Plexiglas gegen Corona

«Wir machen seit zwei Wochen nichts anderes»

Angela Müller, 29. März 2020, 06:52 Uhr
Eine Kunststoffscheibe zwischen Kunde und Beraterin schützt vor einer Ansteckung mit dem Coronavirus.
© zVg
Apotheken, Banken, Lebensmittelgeschäfte: Sie alle schützen ihre Mitarbeiter mit Installationen aus Plexiglas. Kunststoffverarbeiter haben derzeit alle Hände voll zu tun. Doch der Rohstoff ist kaum mehr lieferbar.

«Plexiglas ist schon eine Weile nicht mehr erhältlich, sagt Michael Steger, von der Firma M+T Steger AG in St.Gallen. Wie viele andere ist auch sein Geschäft auf andere Materialen umgestiegen, denn der Kunststoff Acrylglas ist kaum noch lieferbar. M+T Steger verarbeiten jetzt PET. «Auch dies eignet sich bestens für die Kassen der Lebensmittelgeschäfte und Apotheken.» 

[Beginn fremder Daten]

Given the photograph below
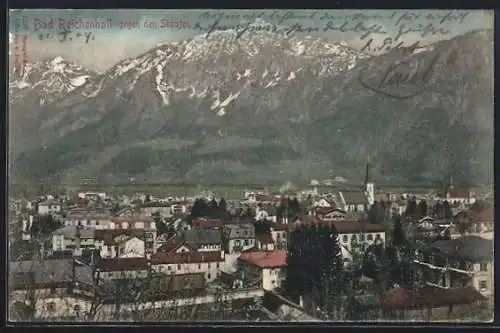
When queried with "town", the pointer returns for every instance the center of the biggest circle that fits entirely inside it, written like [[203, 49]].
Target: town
[[321, 253]]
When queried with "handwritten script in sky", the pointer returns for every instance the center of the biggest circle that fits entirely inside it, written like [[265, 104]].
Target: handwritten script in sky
[[368, 30]]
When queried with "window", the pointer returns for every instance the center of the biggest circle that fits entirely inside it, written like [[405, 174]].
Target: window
[[483, 285]]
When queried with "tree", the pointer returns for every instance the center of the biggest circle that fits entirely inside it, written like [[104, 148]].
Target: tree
[[44, 225], [447, 212], [423, 208], [222, 205], [376, 213], [160, 224], [213, 209], [200, 208]]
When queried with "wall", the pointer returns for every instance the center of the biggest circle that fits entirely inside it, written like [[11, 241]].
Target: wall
[[211, 269], [272, 278]]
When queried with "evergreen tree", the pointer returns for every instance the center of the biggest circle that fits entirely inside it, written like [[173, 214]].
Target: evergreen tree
[[447, 212], [222, 205], [160, 224], [213, 208], [423, 208], [438, 210]]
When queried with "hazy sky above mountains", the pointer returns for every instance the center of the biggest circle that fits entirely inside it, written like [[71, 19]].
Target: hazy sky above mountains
[[111, 45]]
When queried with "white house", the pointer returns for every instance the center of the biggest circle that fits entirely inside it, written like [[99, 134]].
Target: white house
[[122, 243], [268, 213], [209, 263], [49, 207], [123, 268], [356, 235], [92, 194], [269, 265], [73, 238]]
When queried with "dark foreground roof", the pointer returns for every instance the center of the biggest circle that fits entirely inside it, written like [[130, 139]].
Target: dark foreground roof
[[401, 298]]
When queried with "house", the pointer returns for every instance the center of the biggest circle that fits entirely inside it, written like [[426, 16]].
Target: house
[[353, 200], [457, 196], [479, 222], [329, 213], [133, 222], [460, 262], [265, 242], [49, 207], [269, 265], [203, 239], [122, 268], [92, 195], [266, 213], [206, 224], [279, 233], [179, 207], [238, 237], [353, 236], [76, 239], [151, 208], [59, 289], [324, 202], [86, 218], [174, 263], [114, 243]]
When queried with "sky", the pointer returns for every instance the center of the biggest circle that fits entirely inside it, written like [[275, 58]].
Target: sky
[[129, 32]]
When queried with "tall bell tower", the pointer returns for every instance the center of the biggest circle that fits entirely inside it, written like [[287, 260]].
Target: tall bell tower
[[369, 185]]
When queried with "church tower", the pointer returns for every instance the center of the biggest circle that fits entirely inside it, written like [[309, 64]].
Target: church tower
[[369, 185]]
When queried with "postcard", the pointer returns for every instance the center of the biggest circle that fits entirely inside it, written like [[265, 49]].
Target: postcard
[[250, 165]]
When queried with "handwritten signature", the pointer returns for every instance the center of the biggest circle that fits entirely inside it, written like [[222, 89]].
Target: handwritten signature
[[403, 79]]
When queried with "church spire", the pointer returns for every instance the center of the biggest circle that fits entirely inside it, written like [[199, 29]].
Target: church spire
[[367, 174]]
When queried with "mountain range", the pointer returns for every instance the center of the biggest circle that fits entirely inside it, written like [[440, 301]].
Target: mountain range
[[259, 109]]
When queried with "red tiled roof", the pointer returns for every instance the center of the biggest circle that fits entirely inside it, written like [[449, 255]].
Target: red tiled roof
[[265, 239], [186, 257], [122, 264], [457, 193], [132, 219], [266, 197], [349, 227], [206, 224], [172, 244], [283, 226], [265, 259], [483, 216], [109, 235], [326, 210], [401, 298]]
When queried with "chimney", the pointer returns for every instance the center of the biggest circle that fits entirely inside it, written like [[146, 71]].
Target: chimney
[[78, 240]]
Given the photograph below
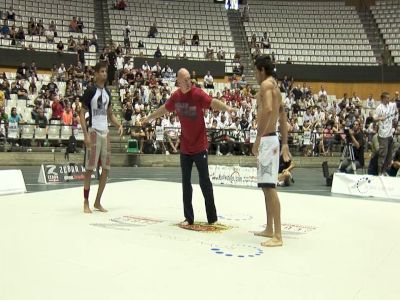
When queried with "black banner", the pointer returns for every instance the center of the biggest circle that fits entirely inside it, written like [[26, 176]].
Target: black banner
[[63, 173]]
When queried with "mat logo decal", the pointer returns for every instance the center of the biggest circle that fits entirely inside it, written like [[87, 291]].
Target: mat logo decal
[[237, 251], [205, 227], [363, 185], [295, 228], [124, 222], [236, 217]]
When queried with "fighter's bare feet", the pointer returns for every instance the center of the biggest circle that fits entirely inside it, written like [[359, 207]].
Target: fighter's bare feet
[[86, 208], [265, 233], [98, 207], [274, 242]]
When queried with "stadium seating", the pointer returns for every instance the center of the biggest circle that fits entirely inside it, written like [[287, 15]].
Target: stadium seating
[[312, 32], [386, 15], [209, 19], [61, 12]]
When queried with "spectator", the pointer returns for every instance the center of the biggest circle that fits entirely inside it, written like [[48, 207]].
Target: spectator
[[73, 25], [120, 4], [40, 28], [14, 117], [140, 44], [79, 25], [153, 31], [195, 39], [67, 115], [49, 36], [93, 41], [62, 73], [256, 53], [238, 69], [167, 72], [31, 27], [60, 46], [57, 108], [11, 14], [357, 138], [157, 53], [384, 116], [395, 165], [127, 32], [77, 105], [208, 81], [20, 35], [322, 92], [5, 30], [41, 120], [53, 28], [22, 71], [72, 47], [81, 54], [221, 53], [182, 39], [209, 52], [253, 41], [370, 102]]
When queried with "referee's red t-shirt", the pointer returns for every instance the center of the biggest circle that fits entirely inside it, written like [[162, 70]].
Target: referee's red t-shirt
[[190, 109]]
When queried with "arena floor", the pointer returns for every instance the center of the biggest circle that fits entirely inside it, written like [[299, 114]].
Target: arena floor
[[334, 247]]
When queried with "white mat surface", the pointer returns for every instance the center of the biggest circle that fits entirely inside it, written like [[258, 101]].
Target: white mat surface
[[334, 248]]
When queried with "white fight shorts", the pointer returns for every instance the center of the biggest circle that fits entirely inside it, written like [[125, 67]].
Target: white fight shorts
[[268, 161]]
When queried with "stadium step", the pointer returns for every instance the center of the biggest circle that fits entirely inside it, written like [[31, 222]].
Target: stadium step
[[373, 33], [241, 45]]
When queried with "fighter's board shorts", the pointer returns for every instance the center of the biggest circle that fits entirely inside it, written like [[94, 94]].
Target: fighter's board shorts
[[101, 149], [268, 161]]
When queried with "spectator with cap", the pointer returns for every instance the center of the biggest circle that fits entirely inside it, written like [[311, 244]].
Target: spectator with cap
[[208, 81], [153, 31]]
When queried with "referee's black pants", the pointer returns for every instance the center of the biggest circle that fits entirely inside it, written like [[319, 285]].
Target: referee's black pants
[[201, 161]]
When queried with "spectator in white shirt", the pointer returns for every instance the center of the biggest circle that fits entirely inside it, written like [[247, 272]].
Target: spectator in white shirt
[[370, 102], [146, 66], [221, 53], [384, 115], [208, 81], [355, 99], [289, 101], [62, 71], [167, 72], [128, 64], [123, 83], [322, 92]]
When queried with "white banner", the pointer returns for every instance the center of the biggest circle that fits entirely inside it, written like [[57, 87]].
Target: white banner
[[12, 182], [233, 175], [366, 185]]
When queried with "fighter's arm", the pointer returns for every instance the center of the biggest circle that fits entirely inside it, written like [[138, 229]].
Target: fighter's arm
[[113, 119], [220, 106], [283, 128], [162, 110]]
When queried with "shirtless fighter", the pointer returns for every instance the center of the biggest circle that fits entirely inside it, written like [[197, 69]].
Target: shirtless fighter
[[266, 147]]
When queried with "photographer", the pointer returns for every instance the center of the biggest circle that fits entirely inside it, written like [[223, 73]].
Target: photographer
[[356, 137]]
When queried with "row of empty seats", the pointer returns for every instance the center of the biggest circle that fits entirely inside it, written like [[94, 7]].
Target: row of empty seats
[[53, 133], [60, 12], [333, 27], [386, 14], [208, 19]]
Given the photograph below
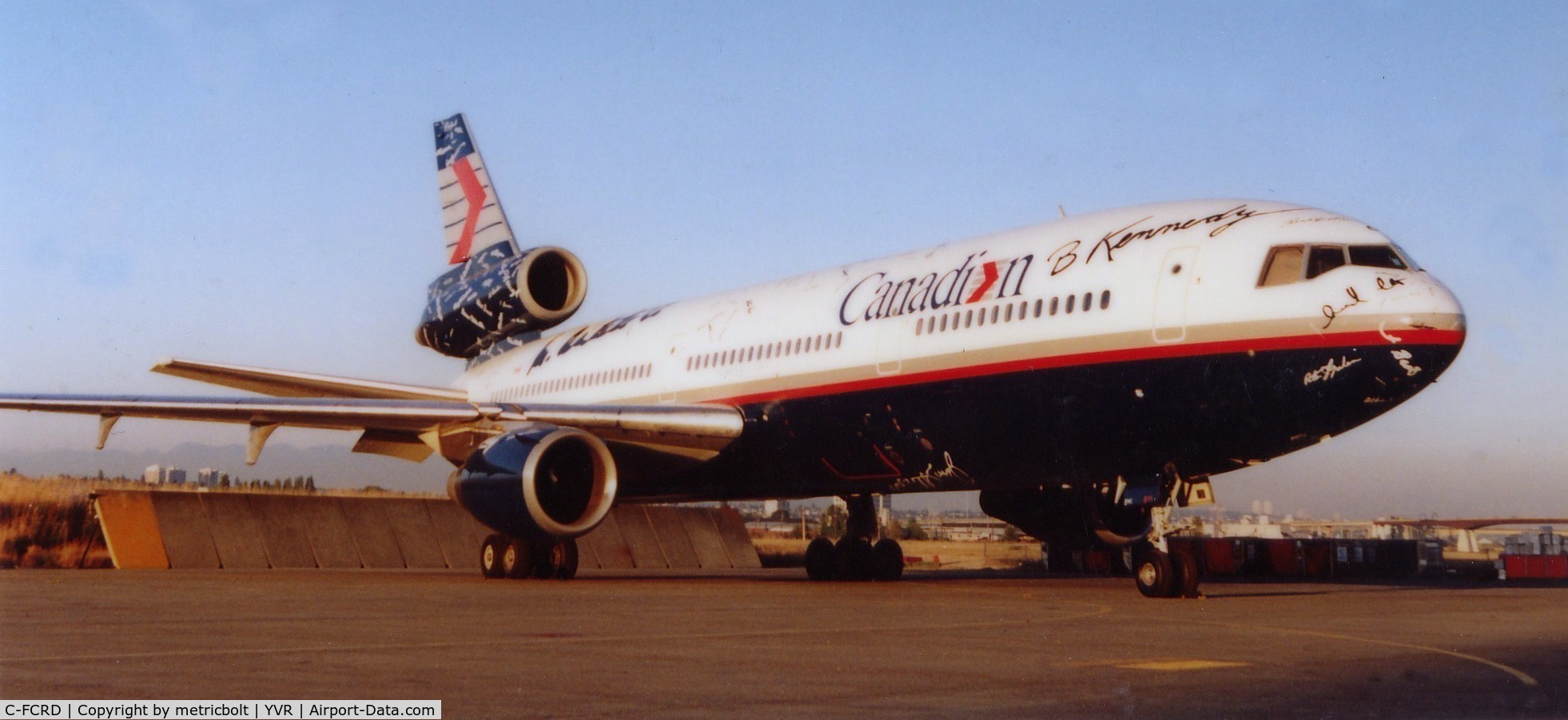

Die Nachfrage ist enorm: «Seit zwei Wochen sind wir nur noch damit beschäftigt, wir machen nichts anderes mehr als Virenschutz-Installationen», sagt Steger, während im Hintergrund das Telefon klingelt.

Nun melden sich die kleinere Geschäfte

Steger geht davon aus, dass inzwischen die meisten Grossverteiler wie Coop, Migros oder Aldi, die Apotheken und Banken sich mit diesen Kunststoffinstallationen eingedeckt haben. «Jetzt kommen die Kleinkunden, wie Anwältinnen, kleinere Gemeinden oder Arztpraxen, die noch solche Schutz-Installationen brauchen.»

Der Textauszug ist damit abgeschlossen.